Buscaría mi tumba para llorar sobre ella, habría de maldecir hasta el infinito haber prolongado su juego de indiferencia. Lloraría sobre su cama , rodeada de los billetes que le escribía en clase, dejaría la escuela, a su novio; rompería con el mundo.
Terminó el disco; Roberta Flack acababa de cantar: " Matándome suavemente con su canción" y mi alma se había quedado vacía tras aquella ensoñación trágica. El dependiente de la casa de discos me dijo que iban a cerrar, …que si llevaba el disco. Dije que no con la cabeza y volví al frío.
El Martes a mediodía sonó el teléfono, era Rosa. Intenté un tono de abatimiento y le dije en voz baja (por si lo oía mi madre) que no pensaba volver al colegio. Insistió en verme esa misma tarde ante mi primera y última negativa; sus palabras eran entre seductoras e imperativas y no pude negarme, además el jueguito se ponía peligroso por la cantidad de ausencias injustificadas.

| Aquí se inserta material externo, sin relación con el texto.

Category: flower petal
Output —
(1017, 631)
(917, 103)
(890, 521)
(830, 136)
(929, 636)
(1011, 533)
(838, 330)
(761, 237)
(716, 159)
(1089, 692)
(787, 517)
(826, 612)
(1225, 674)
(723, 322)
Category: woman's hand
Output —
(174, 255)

No recuerdo muy bien nuestra conversación aquella tarde, yo simulaba una crisis existencial sin atreverme a confesar los verdaderos móviles de mi actitud. Es evidente que ella comprendió la situación porque me vendió la lógica de una madre, envuelta en una remota promesa-esperanza que solo yo podía ver. Me dijo que esa tarde no iría a clase; me alegré y le propuse pasar la tarde juntos. Se negó, adujo que tenía mucho trabajo por hacer y me hizo prometerle que nos veríamos en clase al día siguiente. Me pagó con un beso más cerca de los labios de lo que era habitual.
El miércoles, reaparecí con un importante caudal de mentiras y justificaciones, catalogadas precisamente según fueran para profesores o compañeros. Ella lo hizo con la prueba de amor más entrañable que habría de recibir de alguna mujer: más de una semana de apuntes de 8 materias diferentes que seguramente había copiado la tarde-noche anterior. Ese día, y sin dejar de estar enamorado de ella, comencé a quererla. Prometí pagarle el sábado siguiente; la cogí de la mano, por primera y última vez y le dije que haría cinco goles para ella.

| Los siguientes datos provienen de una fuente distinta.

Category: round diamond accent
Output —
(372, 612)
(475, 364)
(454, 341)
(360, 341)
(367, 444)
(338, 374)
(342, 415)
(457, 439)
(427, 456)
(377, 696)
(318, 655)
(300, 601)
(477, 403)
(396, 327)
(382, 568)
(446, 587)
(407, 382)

Los apuntes del martes, los copiamos juntos de Raquel Lancha, (de quien me enamoraría el curso siguiente). Fué una hora maravillosa, sentados juntos con nuestros brazos rozándose y mirándonos cada tanto con sonrisas cómplices. Pasaron sin novedad los dos días siguientes y llegó el sábado. Son vagos los recuerdos de aquel día en que viví la felicidad como un premio inmerecido pero en el momento preciso; no tengo muy presentes los cuatro anteriores, pero aquel quinto gol no se borrará jamás de mi memoria. Lo festejé como un poseído. Nadie entendía muy bien que un jugador de un equipo que ganaba por 11 a 3 , corriera con los ojos fuera de las órbitas, a abrazarse con otra endemoniada del público que saltaba y gritaba con dos ríos grises en las mejillas.